(567f) Characterizing the Freezing Process of Biopharmaceuticals in Vials at Commercial Scale: COVID-19 Vaccine Case Study and Mechanistic Modeling
AIChE Annual Meeting
2022
2022 Annual Meeting
Pharmaceutical Discovery, Development and Manufacturing Forum
Pharma 4.0 (Advanced Controls, Process Automation, Data Analytics, etc.) in Drug Substance and Drug Product II
Wednesday, November 16, 2022 - 5:15pm to 5:36pm
The role of freezing in the pharmaceutical industry has recently garnered substantial public interest in the rise of the COVID-19 pandemic. Storage conditions of COVID-19 vaccines have received global news coverage, with low temperature cold chains extremely costly or unavailable depending on the market. Although the stabilizing effect of freezing has been studied extensively in the past, its quantification and prediction remain challenging until today.
The stability of a frozen drug product depends not only on its physicochemical properties, but also on the way it is frozen, i.e. on how it nucleates and solidifies. Ice nucleation, the first step of freezing, is a stochastic process whose effect is of particular importance for small volumes such as the ones used in filled vials. It induces variability in both nucleation and solidification properties among frozen products, with potential implications on stability and processability. Predicting this heterogeneity among frozen products therefore is of great interest for freezing process design and optimization. Unfortunately, no model available in literature is capable of such prediction, likely due to the complexities of the production scale setups used in industry: Typically, tens of thousands of vials are densely packed together in a pallet and frozen slowly in a cold storage room. Such configuration results in enhanced variability due to thermal interaction among the vials, as well as due to spatial differences in heat transfer across the pallet.

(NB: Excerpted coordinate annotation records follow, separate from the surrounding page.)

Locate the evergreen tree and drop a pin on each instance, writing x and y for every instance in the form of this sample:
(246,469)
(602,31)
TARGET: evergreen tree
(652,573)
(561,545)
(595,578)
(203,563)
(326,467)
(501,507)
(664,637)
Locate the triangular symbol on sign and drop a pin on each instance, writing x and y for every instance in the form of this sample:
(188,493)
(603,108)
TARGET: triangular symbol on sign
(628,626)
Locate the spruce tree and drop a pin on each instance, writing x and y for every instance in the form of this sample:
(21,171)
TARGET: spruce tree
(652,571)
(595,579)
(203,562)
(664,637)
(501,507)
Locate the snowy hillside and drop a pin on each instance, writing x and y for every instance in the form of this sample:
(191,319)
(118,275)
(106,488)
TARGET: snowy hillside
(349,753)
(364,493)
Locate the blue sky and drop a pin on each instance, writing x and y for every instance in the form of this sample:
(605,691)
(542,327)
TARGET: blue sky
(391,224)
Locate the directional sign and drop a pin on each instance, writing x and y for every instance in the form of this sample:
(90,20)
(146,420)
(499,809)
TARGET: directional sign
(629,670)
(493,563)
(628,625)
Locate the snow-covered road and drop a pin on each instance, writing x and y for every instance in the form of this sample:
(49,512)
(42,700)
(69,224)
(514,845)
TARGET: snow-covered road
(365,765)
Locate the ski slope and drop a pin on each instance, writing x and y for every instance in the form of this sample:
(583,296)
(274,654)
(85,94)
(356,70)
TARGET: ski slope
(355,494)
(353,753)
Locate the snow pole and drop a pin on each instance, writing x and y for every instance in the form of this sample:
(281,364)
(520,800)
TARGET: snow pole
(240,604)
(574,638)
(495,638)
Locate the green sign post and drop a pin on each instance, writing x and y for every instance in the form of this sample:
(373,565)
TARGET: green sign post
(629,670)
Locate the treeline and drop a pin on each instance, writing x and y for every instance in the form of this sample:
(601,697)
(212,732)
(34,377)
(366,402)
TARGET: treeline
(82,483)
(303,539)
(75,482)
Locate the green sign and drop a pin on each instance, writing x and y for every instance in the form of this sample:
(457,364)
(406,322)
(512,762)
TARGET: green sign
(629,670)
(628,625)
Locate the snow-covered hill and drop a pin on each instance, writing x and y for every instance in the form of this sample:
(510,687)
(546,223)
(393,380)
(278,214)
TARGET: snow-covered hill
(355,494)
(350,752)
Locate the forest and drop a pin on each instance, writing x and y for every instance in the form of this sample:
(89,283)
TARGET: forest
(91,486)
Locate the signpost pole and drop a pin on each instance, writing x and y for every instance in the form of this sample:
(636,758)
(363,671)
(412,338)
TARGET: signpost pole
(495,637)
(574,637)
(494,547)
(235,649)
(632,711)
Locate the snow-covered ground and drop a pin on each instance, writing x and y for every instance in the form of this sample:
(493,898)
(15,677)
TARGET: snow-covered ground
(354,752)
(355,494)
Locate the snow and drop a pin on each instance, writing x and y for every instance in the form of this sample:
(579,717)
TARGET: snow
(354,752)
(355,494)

To tackle this challenge, we developed a mechanistic modeling framework that computes the freezing behavior of all vials in an arbitrarily sized batch. It takes into account the stochasticity of ice nucleation via a Monte Carlo approach. We compare the simulation findings with experimental data obtained from engineering runs of the Janssen COVID-19 vaccine, for which the model qualitatively reproduced all observed trends. To promote the use and further development of the model in the wider community, we provide open source access to it in the form of a python package (available at https://pypi.org/project/ethz-snow/ ).
Acknowledgement
The authors thank the Janssen Pharmaceutical Companies of Johnson & Johnson for the support in the course of the project and the financial funding. We especially thank Juan Carlos Araque and Ryan Wall.